The events of July 8, 2015 when the NYSE was shut down due to a software glitch maybe the worst sign of all. Seems that the NYSE was not the only one shutdown as United Airlines (UAL-NYSE) was grounded worldwide for hours and apparently, the Wall Street Journal experienced considerable problems with its website. No word that a hacker caused the problems but the ability to conduct financial warfare by shutting down financial systems is possible. That didn’t stop the stock markets from falling and the Dow Jones Industrials (DJI) closed down 261 points on the day. The S&P 500 closed under its first critical support zone of 2,050. The 200-day MA was at 2,055 and the S&P 500 closed under that level. The next critical support is at 1,980 to 2,000 although the 200-day MA could provide some ongoing short term support. 


The pattern of a drop followed by feeble attempts to regain the upside followed once again by a sharp drop suggests that the S&P 500 could be entering a bear market. The S&P 500 is still only down about 4% so it is a long way from officially entering a bear market. However, the ascending wedge triangle that formed between October 2014 and the highs of May 2015 suggests a possible return to the October 2014 low near 1,820. That would be a drop of about 15%.

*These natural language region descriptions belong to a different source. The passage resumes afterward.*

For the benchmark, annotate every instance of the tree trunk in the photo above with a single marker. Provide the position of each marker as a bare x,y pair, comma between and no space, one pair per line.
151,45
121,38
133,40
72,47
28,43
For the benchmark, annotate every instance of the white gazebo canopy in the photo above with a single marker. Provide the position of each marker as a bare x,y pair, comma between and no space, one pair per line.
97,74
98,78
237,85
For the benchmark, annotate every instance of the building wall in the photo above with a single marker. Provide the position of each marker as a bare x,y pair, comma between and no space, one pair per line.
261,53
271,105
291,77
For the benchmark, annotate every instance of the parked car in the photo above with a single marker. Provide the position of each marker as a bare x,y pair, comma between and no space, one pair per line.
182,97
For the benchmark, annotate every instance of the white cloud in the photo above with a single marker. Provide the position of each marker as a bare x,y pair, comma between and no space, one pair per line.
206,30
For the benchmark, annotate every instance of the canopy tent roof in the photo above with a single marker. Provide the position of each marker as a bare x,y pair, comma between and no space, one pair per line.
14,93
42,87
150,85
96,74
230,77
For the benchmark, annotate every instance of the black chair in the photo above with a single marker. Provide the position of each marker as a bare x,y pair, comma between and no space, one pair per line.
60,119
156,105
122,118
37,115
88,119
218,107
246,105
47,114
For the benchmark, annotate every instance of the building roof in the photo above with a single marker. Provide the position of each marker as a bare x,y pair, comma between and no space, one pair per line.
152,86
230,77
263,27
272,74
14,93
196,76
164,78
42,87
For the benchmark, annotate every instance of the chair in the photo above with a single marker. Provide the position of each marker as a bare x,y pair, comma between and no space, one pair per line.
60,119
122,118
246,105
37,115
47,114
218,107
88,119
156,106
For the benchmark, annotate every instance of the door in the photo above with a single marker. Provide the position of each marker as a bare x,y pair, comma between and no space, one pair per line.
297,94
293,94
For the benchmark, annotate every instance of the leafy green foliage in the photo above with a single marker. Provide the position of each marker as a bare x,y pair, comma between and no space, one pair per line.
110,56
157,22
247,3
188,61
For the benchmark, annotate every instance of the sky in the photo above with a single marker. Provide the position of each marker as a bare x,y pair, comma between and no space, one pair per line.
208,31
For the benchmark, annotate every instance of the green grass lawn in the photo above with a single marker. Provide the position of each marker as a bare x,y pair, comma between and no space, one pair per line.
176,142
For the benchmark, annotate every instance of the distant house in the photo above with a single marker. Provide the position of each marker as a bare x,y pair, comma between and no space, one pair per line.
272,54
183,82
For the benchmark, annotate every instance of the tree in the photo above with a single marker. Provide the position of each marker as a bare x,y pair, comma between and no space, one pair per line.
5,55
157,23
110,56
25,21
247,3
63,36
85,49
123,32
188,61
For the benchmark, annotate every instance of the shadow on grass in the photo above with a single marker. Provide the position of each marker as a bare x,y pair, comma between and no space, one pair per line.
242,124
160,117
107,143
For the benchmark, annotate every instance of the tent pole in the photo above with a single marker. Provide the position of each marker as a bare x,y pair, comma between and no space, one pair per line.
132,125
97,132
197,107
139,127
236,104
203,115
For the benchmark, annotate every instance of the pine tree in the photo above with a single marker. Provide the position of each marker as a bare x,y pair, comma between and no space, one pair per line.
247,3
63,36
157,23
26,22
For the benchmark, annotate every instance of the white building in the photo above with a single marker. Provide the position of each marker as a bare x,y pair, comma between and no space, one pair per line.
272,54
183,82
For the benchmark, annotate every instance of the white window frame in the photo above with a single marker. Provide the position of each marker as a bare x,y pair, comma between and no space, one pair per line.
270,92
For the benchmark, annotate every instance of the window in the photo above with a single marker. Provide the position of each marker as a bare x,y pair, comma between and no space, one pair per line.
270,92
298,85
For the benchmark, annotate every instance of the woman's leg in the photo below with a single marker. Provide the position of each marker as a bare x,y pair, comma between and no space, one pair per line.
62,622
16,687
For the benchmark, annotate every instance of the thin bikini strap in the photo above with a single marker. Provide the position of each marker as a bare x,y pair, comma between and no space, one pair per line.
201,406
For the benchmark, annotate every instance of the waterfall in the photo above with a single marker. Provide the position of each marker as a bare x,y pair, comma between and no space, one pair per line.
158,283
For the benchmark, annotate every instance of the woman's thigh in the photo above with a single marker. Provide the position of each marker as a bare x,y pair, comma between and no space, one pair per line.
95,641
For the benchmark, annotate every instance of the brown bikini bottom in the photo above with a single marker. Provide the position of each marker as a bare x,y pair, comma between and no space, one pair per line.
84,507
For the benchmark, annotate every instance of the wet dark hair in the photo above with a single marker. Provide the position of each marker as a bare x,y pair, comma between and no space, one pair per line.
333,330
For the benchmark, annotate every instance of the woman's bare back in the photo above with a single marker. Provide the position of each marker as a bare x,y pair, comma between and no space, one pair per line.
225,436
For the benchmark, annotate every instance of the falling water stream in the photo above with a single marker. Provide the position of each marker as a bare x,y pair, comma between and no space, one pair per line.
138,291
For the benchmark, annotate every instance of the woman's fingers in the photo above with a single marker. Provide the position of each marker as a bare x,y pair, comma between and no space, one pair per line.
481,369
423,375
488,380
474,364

So far the stock markets are demonstrating classic bear market action. Following drops there is considerable buying, which suggests that a “buy the dip” mentality might be prevailing. But a break of 1,980- 2,000 could crack the market and given the high level of margin debt holding up the NYSE the market could quickly become unravelled just like China.


Greece will remain in the headlines. More deadlines are due this weekend. But Greece is not the only country moving into default. Puerto Rico appears to be on the verge of default and Ukraine could default this month as well. There could be others if any domino effect got underway. As the saying goes, the “stuff” is just beginning to hit the fan. Maybe it is not surprising then that I am seeing stories of “don’t worry” the market will rebound. Denial is often prevalent in the early stages of the “stuff”  hitting the fan.  


Copyright 2015 All rights reserved David Chapman


General Disclosures

The information and opinions contained in this report were prepared by Industrial Alliance Securities Inc. (‘IA Securities’). IA Securities is subsidiary of Industrial Alliance Insurance and Financial Services Inc. (‘Industrial Alliance’). Industrial Alliance is a TSX Exchange listed company and as such, IA Securities is an affiliate of Industrial Alliance. The opinions, estimates and projections contained in this report are those of IA Securities as of the date of this report and are subject to change without notice. IA Securities endeavours to ensure that the contents have been compiled or derived from sources that we believe to be reliable and contain information and opinions that are accurate and complete. However, IA Securities makes no representations or warranty, express or implied, in respect thereof, takes no responsibility for any errors and omissions contained herein and accepts no liability whatsoever for any loss arising from any use of, or reliance on, this report or its contents. Information may be available to IA Securities that is not reflected in this report. This report is not to be construed as an offer or solicitation to buy or sell any security. The reader should not rely solely on this report in evaluating whether or not to buy or sell securities of the subject company.